The programme is giving at least £1m each to 150 deprived areas that have previously been overlooked for funding and investment, the BLF said.
The latest batch of awards is the third and final tranche of funding in the scheme. Residents, charities and community organisations in the areas, which are chosen by the BLF, are asked to form partnerships to decide local priorities and establish a long-term plan to tackle them over the next decade.
The Big Local programme is being provided by the Local Trust, an organisation created by the Community Development Foundation and a consortium of partners, which must agree each area’s plan and support the communities to spend their money.
The cash can be spent on various projects to address communities’ concerns, such as training and employment schemes, tackling anti-social behaviour and providing more activities for young people.
The latest 50 areas to have been allocated money from Big Local include the village of Lynemouth in Northumberland. The area recently lost 500 jobs because a local factory closed. Another is the Bourne estate on the east side of Poole, Dorset, which has high levels of anti-social behaviour and the town’s largest concentration of people aged under 19.
Other areas to benefit include Dover town centre, in Kent, and Kirkholt in Rochdale.
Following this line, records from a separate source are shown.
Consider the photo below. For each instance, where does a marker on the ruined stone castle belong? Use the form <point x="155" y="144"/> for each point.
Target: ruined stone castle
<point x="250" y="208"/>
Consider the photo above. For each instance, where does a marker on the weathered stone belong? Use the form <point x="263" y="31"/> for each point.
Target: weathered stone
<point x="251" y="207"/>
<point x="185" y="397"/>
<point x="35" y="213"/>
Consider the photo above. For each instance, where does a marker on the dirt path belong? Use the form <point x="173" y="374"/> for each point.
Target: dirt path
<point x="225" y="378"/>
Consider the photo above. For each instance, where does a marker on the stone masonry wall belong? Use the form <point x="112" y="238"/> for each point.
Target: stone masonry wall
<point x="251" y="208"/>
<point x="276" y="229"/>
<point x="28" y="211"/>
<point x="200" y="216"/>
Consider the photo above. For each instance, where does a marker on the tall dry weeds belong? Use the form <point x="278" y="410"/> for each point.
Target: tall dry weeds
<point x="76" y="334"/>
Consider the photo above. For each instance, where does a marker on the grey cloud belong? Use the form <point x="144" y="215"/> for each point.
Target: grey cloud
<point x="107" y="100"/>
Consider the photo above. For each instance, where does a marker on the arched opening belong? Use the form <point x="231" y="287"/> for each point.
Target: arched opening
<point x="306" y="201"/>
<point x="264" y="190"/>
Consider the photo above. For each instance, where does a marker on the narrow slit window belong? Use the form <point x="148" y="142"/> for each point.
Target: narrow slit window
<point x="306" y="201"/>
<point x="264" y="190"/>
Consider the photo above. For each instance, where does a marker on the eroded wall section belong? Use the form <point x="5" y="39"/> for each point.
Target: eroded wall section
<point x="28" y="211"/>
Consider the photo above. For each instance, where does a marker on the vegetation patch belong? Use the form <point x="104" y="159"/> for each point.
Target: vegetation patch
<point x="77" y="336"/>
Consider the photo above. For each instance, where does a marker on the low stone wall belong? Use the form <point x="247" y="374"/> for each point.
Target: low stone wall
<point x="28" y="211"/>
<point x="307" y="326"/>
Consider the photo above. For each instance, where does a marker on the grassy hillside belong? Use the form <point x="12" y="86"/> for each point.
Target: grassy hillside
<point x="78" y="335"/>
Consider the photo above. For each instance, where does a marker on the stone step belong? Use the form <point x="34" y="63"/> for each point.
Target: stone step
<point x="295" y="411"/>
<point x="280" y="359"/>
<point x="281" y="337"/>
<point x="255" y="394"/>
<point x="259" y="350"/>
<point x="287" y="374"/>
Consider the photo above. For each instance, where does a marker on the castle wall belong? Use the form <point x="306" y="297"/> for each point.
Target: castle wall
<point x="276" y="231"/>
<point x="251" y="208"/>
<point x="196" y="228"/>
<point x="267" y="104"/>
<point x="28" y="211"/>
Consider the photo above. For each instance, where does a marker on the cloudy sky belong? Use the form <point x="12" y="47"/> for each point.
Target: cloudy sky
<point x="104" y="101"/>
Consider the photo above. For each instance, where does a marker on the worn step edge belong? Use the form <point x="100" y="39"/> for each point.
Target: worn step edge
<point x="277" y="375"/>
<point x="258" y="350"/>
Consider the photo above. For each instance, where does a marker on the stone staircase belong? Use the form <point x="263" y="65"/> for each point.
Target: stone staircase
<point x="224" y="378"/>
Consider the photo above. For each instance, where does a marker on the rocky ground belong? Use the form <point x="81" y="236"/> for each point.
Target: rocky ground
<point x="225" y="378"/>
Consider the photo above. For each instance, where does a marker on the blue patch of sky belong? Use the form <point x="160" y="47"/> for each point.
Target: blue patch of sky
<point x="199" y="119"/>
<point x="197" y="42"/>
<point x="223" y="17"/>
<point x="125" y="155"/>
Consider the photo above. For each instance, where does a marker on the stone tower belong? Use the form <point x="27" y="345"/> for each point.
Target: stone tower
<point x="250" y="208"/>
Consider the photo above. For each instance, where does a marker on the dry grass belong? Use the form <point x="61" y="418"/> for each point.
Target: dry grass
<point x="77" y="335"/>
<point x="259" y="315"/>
Nat Sloane, chair of BLF England, said: "This is the National Lottery’s largest-ever investment in community-led regeneration. This kind of investment is powerful – it goes way beyond annual budgetary cycles of local authorities or the parliamentary terms of well-intentioned governments. It is the kind of investment that is going to help people in these areas achieve lasting, meaningful change for their children and generations to come."
A list of the 50 new areas can be found on the Big Local website along with the 100 areas already participating in the scheme.